Pacer Cartage, a subsidiary of XPO Logistics, said it would appeal the ruling. XPO believes the drivers in question were correctly classified as contractors and the case is without merit.
Judge Jay M. Bloom ruled that Pacer Cartage should have given the drivers the same benefits and protections as regular employees, including sick leave, overtime and health insurance coverage.
Bloom ordered the company to pay the drivers damages ranging from $387,936 to $85,632.
Bloom ruled that Pacer Cartage forced the drivers to lease their trucks from a Pacer Cartage affiliate.
Bloom’s ruling upheld an April 2014 finding by the California Labor Commissioner’s Division of Labor Standards Enforcement. Pacer was appealing that decision and was required to meet the burden of proof.
Alvin Gomez, attorney for the drivers, said the drivers were not aware that Pacer Cartage actually owned the trucks. He said they were forced to pay abnormal and abusive lease payments and make involuntary payments on leases deducted from payroll checks. He said they were also prohibited from using the trucks for other business or shipping companies and were not allowed to drive the trucks home or park them in lots other than those owned by Pacer Cartage.
Gomez said this is a landmark decision. “This case sets the stage for all other cases that are pending,” he said during a press conference. “Now, every truck company is put on notice that if they have a similar scheme in place, they are in willing violation of California law. We believe that these decisions, coupled with the lawsuits that we have recently filed and those we intend to file in coming weeks, will force the drayage industry to make long overdue changes in their business practices to comply with state and federal labor laws.”
The court ruling is the latest in a series of legal challenges in California to trucking companies classifying some port drivers as independent contractors rather than employees.

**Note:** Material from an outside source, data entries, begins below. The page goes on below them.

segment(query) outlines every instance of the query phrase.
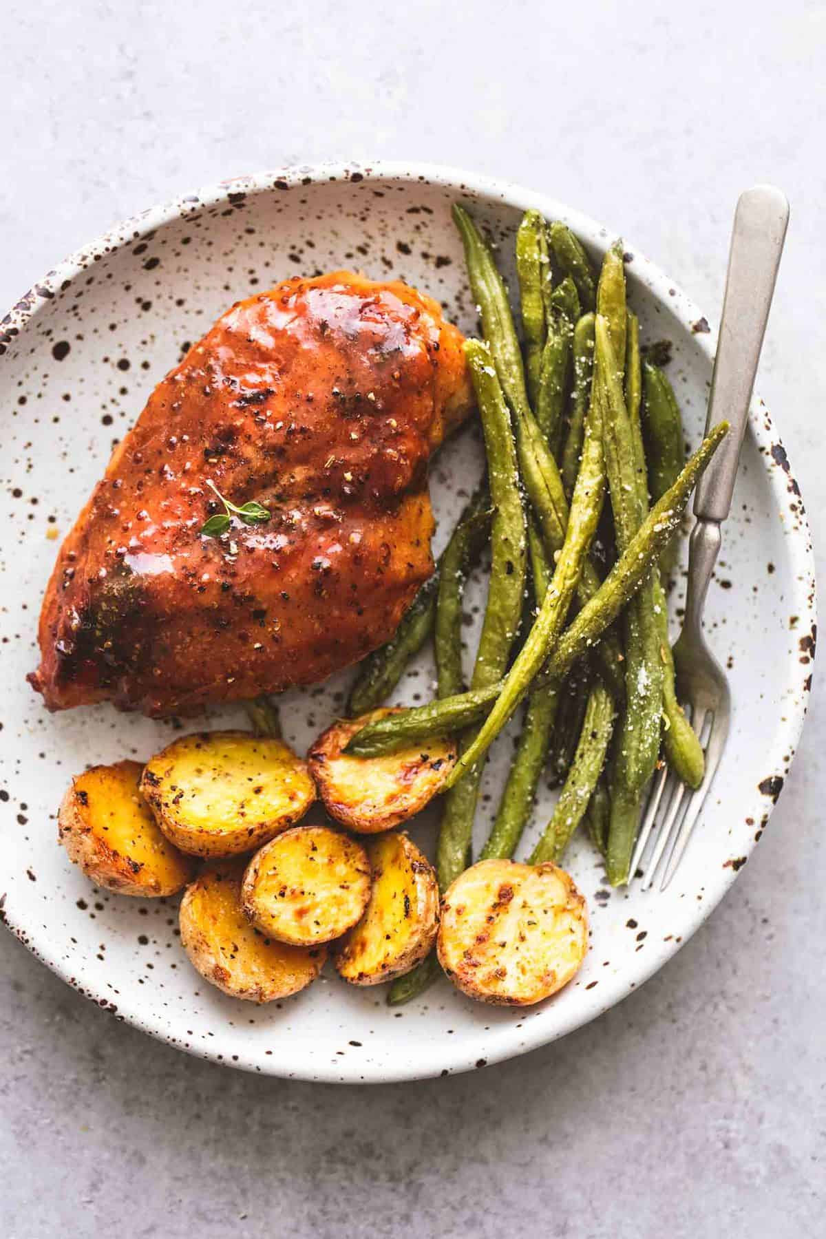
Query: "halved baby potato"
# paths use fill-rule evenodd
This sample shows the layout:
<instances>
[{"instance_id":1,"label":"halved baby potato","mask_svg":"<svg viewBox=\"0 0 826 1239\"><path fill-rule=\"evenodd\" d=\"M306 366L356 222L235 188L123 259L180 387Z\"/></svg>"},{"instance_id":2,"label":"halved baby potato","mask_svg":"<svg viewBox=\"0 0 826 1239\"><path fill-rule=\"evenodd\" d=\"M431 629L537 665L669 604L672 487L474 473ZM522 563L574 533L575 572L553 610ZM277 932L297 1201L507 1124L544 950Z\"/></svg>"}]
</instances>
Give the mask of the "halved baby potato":
<instances>
[{"instance_id":1,"label":"halved baby potato","mask_svg":"<svg viewBox=\"0 0 826 1239\"><path fill-rule=\"evenodd\" d=\"M312 945L341 938L370 898L370 862L354 839L329 826L293 826L246 866L241 907L263 933Z\"/></svg>"},{"instance_id":2,"label":"halved baby potato","mask_svg":"<svg viewBox=\"0 0 826 1239\"><path fill-rule=\"evenodd\" d=\"M365 849L370 902L333 959L350 985L379 985L409 973L433 945L438 926L436 872L404 830L372 839Z\"/></svg>"},{"instance_id":3,"label":"halved baby potato","mask_svg":"<svg viewBox=\"0 0 826 1239\"><path fill-rule=\"evenodd\" d=\"M482 860L442 900L438 960L472 999L541 1002L567 985L587 949L586 902L550 861Z\"/></svg>"},{"instance_id":4,"label":"halved baby potato","mask_svg":"<svg viewBox=\"0 0 826 1239\"><path fill-rule=\"evenodd\" d=\"M250 1002L286 999L310 985L327 948L266 938L241 909L243 860L213 861L181 901L181 942L193 966L224 994Z\"/></svg>"},{"instance_id":5,"label":"halved baby potato","mask_svg":"<svg viewBox=\"0 0 826 1239\"><path fill-rule=\"evenodd\" d=\"M72 779L57 815L58 838L95 886L119 895L175 895L194 861L159 829L140 793L140 762L93 766Z\"/></svg>"},{"instance_id":6,"label":"halved baby potato","mask_svg":"<svg viewBox=\"0 0 826 1239\"><path fill-rule=\"evenodd\" d=\"M146 763L141 790L163 834L193 856L253 851L316 799L307 763L281 740L204 731Z\"/></svg>"},{"instance_id":7,"label":"halved baby potato","mask_svg":"<svg viewBox=\"0 0 826 1239\"><path fill-rule=\"evenodd\" d=\"M324 808L357 834L373 835L407 821L438 795L456 763L456 743L446 736L384 757L344 756L342 750L357 731L398 712L381 709L360 719L342 719L307 755Z\"/></svg>"}]
</instances>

The ruling is seen as a victory for the International Brotherhood of Teamsters, which has been actively recruiting non-union drivers working the Los Angeles and Long Beach ports.
A major factor in the contractor versus employee debate is whether the worker has control over profits, losses and work activities.
“From the evidence, it appears Pacer had the control,” Bloom wrote in his decision.
A 2009 environmental regulation that required newer, cleaner trucks is at the core of this issue.
Many independent owner-operators could not afford new trucks to meet the new requirements and some trucking companies purchased trucks of their own and leased them back to the drivers.
In Pacer’s case, that meant the creation of a separate company that subleased the trucks back to the drivers.
Bloom ruled that the drivers had limited control over trucks they were leasing.
“This hardly sounds like treatment of independent contractors,” wrote Judge Bloom.
The judge cited other evidence that Pacer drivers actually were employees. The truckers, he said:
- Were required to file job applications.
- Could not establish prices, rates or bill customers.
- Were required to follow Pacer-established rules.
- Had Pacer issued identification cards.
- Had to complete log books and other forms of record-keeping.
“Pacer presented testimony through its witnesses and experts that painted a rosy scenario of venture capitalists who could profit through this lease arrangement as independent contractors,” Bloom wrote in his decision. “However, this scenario was not supported by the evidence. They say when the truck left the dealer; it had a negative equity situation. Moreover, when the drivers left Pacer there was no evidence they had any equity built up that was returned to them. In most cases, they just turned over the keys.”